Intanto le autorità russe e quelle emiratine collaborano. Il Comitato Investigativo di San Pietroburgo apre il fascicolo per omicidio e annuncia un coordinamento con gli Eau, riconoscendo la natura transnazionale del delitto e il rientro in patria dei sospetti. Alcune testate parlano di possibili estradizioni, ma per ora l’azione penale si concentra in Russia, con rogatorie verso Dubai.

Della cronologia restano solo poche date: il 2 ottobre l’appuntamento a Hatta, il 4 ottobre gli ultimi segnali dei telefoni, a inizio novembre il ritrovamento dei resti, e il 7 novembre gli arresti. Tutto il resto è ancora da verificare: l’ammontare reale dei fondi, la geografia precisa del delitto, la catena di comando della banda, il recupero di eventuali asset digitali.

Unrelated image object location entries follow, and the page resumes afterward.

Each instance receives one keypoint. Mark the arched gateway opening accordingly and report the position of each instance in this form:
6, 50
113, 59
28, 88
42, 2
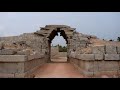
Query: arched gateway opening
50, 31
56, 55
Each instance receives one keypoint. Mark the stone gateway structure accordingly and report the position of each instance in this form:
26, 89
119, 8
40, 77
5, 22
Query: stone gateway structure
21, 55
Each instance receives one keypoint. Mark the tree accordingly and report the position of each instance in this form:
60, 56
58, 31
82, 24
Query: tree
118, 39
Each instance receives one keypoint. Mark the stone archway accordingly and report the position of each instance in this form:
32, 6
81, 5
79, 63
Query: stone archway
50, 31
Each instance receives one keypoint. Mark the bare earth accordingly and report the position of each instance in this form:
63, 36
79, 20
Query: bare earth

Il caso offre anche una lezione semplice e spietata. Se un progetto promette rendimenti straordinari o “sblocchi futuri” non verificabili, la prima reazione dev’essere diffidenza. La due diligence non è burocrazia, ma l’unico antidoto alle illusioni digitali. Il lusso ostentato è un inganno cognitivo: confonde apparenza e sostanza. Nessun wallet vale qualcosa se non puoi dimostrarne il contenuto e la provenienza.

Nel deserto dove i Novak hanno trovato la fine, la sabbia copre presto le tracce. Ma non potrà mai coprire la catena di errori, illusioni e violenza che ha portato due truffatori presunti – o conclamati – a incontrare truffatori di segno opposto: uomini convinti di poter fare fortuna su chiavi private che, stando a più ricostruzioni, non aprivano alcun tesoro. È il cortocircuito finale: il miraggio dell’oro digitale contro il vuoto di un wallet.

E in quel vuoto resta anche Anna, troppo spesso ridotta a comprimaria nelle cronache. Eppure partecipava alla costruzione dell’immagine di famiglia “vincente” e lasciava dietro di sé due figli piccoli. Dopo la scomparsa, il padre vola a Dubai per prenderli con sé. È un dettaglio che riporta la vicenda dal livello dell’intrigo globale a quello della tragedia domestica.

Nei prossimi mesi, l’inchiesta dovrà chiarire ruoli, prove e responsabilità, ma una verità già emerge: la finzione regge finché nessuno chiede la prova. La banda avrebbe chiesto la frase-seed; gli investitori avrebbero dovuto chiedere, prima, un bilancio. Il deserto, in questa storia, è solo lo sfondo. Il vero vuoto è altrove.